The screening process of models and the diagnostic performances of the optimum models in one predictor, two predictors, and three predictors sets. Image (a) shows the AIC scores of the models with one variable, two variables, and three variables sets, respectively. The red, green, and blue solid lines shown in image (a) represent the AIC scores of 20 univariate, 190 bivariate, and 1039 tri-variate models, respectively. The lowest point of each line indicates that the AIC value in this set is the smallest, corresponding to the optimal model of each set, which is Model 1, 2, or 3 separately. Images (b–d) show the receiver operating characteristic curves of Model 1 (b), which includes MCFI only; and Model 2 (c), which includes mesenteric oedema and MCFI; and Model 3 (d), which includes mesenteric oedema, MCFI, and disease duration. The green, blue, and red lines shown in images (b–d) represent the training cohort, test cohort 1, and test cohort 2, respectively. Images (e) and (f) show the decision curves of Models 1, 2, and 3 in test cohort 1 (e) and test cohort 2 (f). The red, green, and blue solid lines shown in images (e) and (f) represent the Models 1–3, separately.

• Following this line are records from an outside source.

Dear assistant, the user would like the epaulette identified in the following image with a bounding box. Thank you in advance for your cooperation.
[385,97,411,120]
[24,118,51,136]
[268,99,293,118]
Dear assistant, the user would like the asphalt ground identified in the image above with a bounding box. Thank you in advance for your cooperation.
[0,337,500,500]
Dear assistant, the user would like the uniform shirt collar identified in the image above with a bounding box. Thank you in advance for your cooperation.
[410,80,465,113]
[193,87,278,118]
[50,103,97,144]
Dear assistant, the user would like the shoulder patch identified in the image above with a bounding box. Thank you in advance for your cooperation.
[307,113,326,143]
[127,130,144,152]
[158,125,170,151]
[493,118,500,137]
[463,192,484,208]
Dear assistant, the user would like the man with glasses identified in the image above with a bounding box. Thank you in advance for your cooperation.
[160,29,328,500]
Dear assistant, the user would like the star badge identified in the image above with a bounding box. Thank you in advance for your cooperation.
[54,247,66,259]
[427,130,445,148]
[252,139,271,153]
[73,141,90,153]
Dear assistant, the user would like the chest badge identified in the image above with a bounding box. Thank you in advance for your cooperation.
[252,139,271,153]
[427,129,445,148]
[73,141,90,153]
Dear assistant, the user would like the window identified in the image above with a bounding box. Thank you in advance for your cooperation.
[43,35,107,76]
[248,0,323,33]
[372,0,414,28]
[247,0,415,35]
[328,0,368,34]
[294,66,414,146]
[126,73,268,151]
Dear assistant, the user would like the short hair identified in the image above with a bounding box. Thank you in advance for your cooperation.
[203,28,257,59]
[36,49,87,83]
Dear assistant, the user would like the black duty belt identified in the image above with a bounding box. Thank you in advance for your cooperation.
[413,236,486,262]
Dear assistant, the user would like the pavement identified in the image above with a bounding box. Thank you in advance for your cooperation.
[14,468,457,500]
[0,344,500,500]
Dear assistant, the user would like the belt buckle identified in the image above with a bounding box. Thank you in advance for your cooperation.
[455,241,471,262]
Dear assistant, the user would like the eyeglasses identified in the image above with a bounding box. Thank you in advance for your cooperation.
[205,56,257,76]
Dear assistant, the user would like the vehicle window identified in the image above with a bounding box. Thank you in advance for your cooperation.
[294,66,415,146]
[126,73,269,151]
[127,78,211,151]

Model 1 (MCFI), Model 2 (mesenteric oedema and MCFI), and Model 3 (mesenteric oedema, MCFI, and disease duration).

AIC, Akaike’s information criterion; AUC, area under the receiver operating characteristic curve; MCFI, mesenteric creeping fat index.

Development and validation of the diagnostic models

The univariate or multivariate logistic regression analysis formulas of Models 1, 2, and 3 are as follows:

Model 1: Logit P = −2.655 + 0.884 × MCFI,

Model 2: Logit P = −3.030 + 0.787 × MCFI + 0.638 ×  mesenteric oedema,

Model 3: Logit P = −3.734 + 0.847 × MCFI + 0.691 × mesenteric oedema + 0.008 × disease duration.

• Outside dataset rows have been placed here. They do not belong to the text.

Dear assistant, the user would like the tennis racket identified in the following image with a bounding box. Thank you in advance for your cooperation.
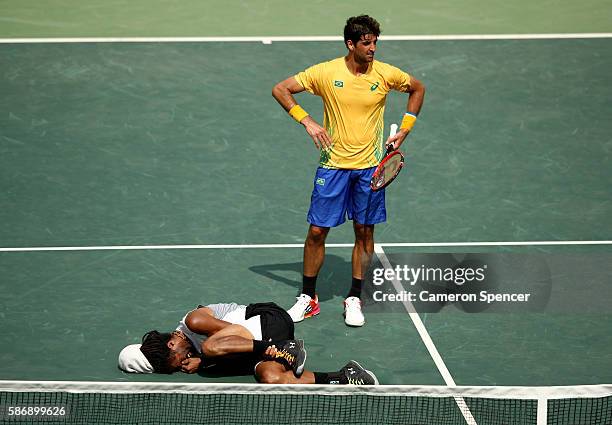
[370,124,404,192]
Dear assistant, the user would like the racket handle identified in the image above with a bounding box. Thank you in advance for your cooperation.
[390,124,397,136]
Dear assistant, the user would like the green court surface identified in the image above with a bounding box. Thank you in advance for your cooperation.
[0,1,612,400]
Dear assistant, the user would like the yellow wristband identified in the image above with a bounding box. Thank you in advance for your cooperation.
[400,112,416,131]
[289,105,309,122]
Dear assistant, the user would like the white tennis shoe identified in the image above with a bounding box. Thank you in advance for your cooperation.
[287,294,321,323]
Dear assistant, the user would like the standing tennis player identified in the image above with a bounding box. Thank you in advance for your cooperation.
[272,15,425,326]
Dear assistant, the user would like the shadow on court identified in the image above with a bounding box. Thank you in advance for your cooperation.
[249,255,352,301]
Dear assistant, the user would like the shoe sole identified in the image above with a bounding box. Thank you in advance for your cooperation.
[351,360,380,385]
[295,339,308,378]
[302,306,321,320]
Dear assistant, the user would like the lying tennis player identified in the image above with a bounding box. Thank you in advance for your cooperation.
[119,303,378,385]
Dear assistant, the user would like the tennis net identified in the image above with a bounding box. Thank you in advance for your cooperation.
[0,381,612,425]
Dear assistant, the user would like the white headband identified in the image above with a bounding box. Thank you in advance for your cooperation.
[119,344,153,373]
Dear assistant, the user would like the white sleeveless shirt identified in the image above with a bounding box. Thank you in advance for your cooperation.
[176,303,262,353]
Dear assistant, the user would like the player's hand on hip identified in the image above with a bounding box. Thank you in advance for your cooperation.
[385,130,409,151]
[301,116,332,149]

The AUCs of Models 1, 2, and 3 for the training and test cohorts are presented in Table 3. The AUCs of Model 1 in the training cohort and test cohorts 1 and 2 were 0.799 (p < 0.001), 0.859 (p = 0.001), and 0.693 (p = 0.264), respectively; the AUCs of Model 2 were 0.851 (p < 0.001), 0.833 (p = 0.001), and 0.757 (p = 0.138), respectively; and the AUCs of Model 3 were 0.832 (p < 0.001), 0.821 (p = 0.004), and 0.850 (p = 0.043), respectively [Figure 2(b)–(d)]. The DeLong test showed no significant difference in the diagnostic performance between the training and total test cohorts in each model (all p > 0.05). Compared to Models 1 and 2, only Model 3 showed robust and satisfactory AUCs for diagnosing bowel fibrosis in all cohorts.

Table 3.

The AUCs of the three selected models in training and test cohorts.

	Model 1			Model 2			Model 3
	Training cohort	Test cohort 1	Test cohort 2	Training cohort	Test cohort 1	Test cohort 2	Training cohort	Test cohort 1	Test cohort 2
AUC	0.799	0.859	0.693	0.851	0.833	0.757	0.832	0.821	0.850
95% CI	0.708–0.890	0.686–1.000	0.451–0.935	0.769–0.933	0.655–1.000	0.567–0.946	0.744–0.920	0.643–0.998	0.700–1.000
p	<0.001	0.001	0.264	<0.001	0.003	0.138	<0.001	0.004	0.043

Model 1 (MCFI), Model 2 (mesenteric oedema and MCFI), and Model 3 (mesenteric oedema, MCFI, and disease duration).

AUC, area under the receiver operating characteristics curve; 95% CI, 95% confidence interval; MCFI, mesenteric creeping fat index.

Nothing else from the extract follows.